Directed seed dispersal and metapopulation response to habitat loss and disturbance: application to Eichhornia paniculata

1 Seed dispersal is often directed towards locations with particular characteristics, particularly where seeds are dispersed by animals. The potential importance of directed seed dispersal for the response of plant metapopulations to habitat loss and changes in disturbance rate is assessed, and illustrated with a case study of a metapopulation of an aquatic plant. 2 The Levins model is extended to include preferential dispersal towards suitable habitat and towards unoccupied patches. Both increase patch occupancy, decrease the minimum habitat cover required for persistence and increase the maximum allowable disturbance rate, while preferential dispersal towards unoccupied patches also makes reductions in abundance due to increased disturbance rates more threshold‐like. 3 Applying classical metapopulation approaches, which assume random dispersal, to a species that features directed dispersal, is expected to give systematic errors in prediction. For example, where dispersal is directed towards suitable habitat regardless of occupancy, the Levins model will tend to overestimate the response to habitat loss, and where dispersal is directed towards unoccupied patches, the Levins model will tend to underestimate the response to changes in disturbance rate. 4 Eichhornia paniculata is an aquatic plant restricted to ephemeral pools. Seed dispersal is by waterfowl, and so is directed towards suitable habitat.
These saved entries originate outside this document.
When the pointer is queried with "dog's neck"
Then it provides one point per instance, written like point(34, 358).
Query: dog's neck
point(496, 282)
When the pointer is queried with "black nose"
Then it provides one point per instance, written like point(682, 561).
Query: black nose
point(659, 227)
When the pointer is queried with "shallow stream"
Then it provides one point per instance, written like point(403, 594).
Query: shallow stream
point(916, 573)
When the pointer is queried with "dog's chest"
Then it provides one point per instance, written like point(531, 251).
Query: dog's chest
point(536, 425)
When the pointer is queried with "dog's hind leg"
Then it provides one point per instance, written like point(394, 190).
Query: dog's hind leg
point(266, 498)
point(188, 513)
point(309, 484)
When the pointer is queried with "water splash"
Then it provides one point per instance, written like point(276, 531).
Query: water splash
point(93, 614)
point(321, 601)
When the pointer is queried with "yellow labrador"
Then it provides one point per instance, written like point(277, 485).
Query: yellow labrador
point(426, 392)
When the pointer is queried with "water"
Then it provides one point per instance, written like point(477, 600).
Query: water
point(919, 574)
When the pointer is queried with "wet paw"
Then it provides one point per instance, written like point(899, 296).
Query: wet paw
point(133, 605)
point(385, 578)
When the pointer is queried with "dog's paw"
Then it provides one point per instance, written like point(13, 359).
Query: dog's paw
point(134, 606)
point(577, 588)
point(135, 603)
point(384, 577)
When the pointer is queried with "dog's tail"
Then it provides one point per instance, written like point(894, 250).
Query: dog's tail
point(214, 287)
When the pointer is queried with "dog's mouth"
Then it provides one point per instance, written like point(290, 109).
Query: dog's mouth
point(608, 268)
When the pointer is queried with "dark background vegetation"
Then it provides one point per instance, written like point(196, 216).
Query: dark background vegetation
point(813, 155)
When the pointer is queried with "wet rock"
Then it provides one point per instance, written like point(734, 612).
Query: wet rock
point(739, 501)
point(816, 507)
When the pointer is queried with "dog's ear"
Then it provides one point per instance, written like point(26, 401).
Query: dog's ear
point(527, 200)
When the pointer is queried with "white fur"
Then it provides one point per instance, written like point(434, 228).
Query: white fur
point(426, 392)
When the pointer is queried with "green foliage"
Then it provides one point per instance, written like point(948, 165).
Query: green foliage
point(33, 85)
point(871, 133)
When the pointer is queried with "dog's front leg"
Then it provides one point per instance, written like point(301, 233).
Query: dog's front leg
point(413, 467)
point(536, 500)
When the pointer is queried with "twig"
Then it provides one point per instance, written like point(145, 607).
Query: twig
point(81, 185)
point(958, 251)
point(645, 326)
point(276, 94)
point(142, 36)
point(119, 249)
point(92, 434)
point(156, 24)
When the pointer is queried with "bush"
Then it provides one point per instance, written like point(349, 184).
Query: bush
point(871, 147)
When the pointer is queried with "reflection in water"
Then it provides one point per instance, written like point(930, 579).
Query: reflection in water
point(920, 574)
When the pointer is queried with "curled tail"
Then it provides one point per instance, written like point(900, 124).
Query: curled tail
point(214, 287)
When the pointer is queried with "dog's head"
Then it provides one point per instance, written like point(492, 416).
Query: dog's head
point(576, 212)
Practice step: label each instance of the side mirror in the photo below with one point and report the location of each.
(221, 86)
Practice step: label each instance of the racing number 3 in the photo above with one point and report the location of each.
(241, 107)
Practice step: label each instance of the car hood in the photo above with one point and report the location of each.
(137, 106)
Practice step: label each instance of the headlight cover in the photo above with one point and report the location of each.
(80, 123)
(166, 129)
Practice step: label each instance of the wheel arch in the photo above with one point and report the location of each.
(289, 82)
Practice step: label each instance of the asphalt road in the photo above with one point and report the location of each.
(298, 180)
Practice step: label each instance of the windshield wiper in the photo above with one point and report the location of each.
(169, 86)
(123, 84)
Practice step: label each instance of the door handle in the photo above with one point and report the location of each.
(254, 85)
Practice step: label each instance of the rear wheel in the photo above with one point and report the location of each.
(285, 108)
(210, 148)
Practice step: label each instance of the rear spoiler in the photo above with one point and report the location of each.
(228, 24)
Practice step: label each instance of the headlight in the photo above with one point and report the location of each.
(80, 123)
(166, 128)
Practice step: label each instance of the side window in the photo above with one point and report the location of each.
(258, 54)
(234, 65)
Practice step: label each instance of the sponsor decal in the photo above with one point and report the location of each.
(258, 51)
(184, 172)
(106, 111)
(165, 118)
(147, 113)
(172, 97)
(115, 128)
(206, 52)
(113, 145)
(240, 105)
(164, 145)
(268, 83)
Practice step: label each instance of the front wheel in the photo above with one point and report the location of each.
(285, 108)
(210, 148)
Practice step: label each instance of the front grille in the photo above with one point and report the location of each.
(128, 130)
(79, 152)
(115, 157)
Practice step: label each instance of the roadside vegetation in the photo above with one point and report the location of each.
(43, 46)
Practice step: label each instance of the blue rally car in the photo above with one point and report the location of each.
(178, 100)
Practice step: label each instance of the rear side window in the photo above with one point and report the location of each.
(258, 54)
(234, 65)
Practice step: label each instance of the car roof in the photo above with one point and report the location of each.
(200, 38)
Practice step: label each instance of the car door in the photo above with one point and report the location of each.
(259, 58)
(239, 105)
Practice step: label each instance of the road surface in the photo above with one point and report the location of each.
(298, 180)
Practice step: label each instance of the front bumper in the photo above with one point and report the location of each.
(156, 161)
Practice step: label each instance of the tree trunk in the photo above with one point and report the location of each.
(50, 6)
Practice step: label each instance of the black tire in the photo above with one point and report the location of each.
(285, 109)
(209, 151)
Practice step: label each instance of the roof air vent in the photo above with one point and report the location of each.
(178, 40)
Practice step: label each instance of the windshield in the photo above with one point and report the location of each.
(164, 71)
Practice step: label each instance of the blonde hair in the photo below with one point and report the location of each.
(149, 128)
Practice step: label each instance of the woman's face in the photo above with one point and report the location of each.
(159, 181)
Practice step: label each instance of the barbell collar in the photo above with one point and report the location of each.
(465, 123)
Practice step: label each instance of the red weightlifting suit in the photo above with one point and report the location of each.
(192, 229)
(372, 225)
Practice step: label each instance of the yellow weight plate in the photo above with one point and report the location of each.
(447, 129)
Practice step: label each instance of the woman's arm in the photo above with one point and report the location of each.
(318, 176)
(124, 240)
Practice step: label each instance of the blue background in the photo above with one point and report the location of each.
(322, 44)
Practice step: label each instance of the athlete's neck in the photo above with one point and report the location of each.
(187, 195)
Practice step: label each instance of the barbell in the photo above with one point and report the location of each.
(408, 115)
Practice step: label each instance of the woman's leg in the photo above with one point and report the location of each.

Data on habitat cover and patch occupancy from Husband and Barrett in 1998 fit well with our model but deviate significantly from the predictions of the Levins model. The parameter estimates imply dispersal very strongly directed towards suitable habitat, and that without this the minimum density of pools required for persistence would be at least 10 times greater than the highest densities observed, implying that the species would go locally extinct. 5 To our knowledge, this is the first quantitative demonstration that the nature and strength of directed dispersal affects the robustness of fragmented plant populations to anthropogenic disturbance. This calls for increased attention to be paid to the behaviour of seed‐dispersing animals, and how this behaviour varies between different plant communities.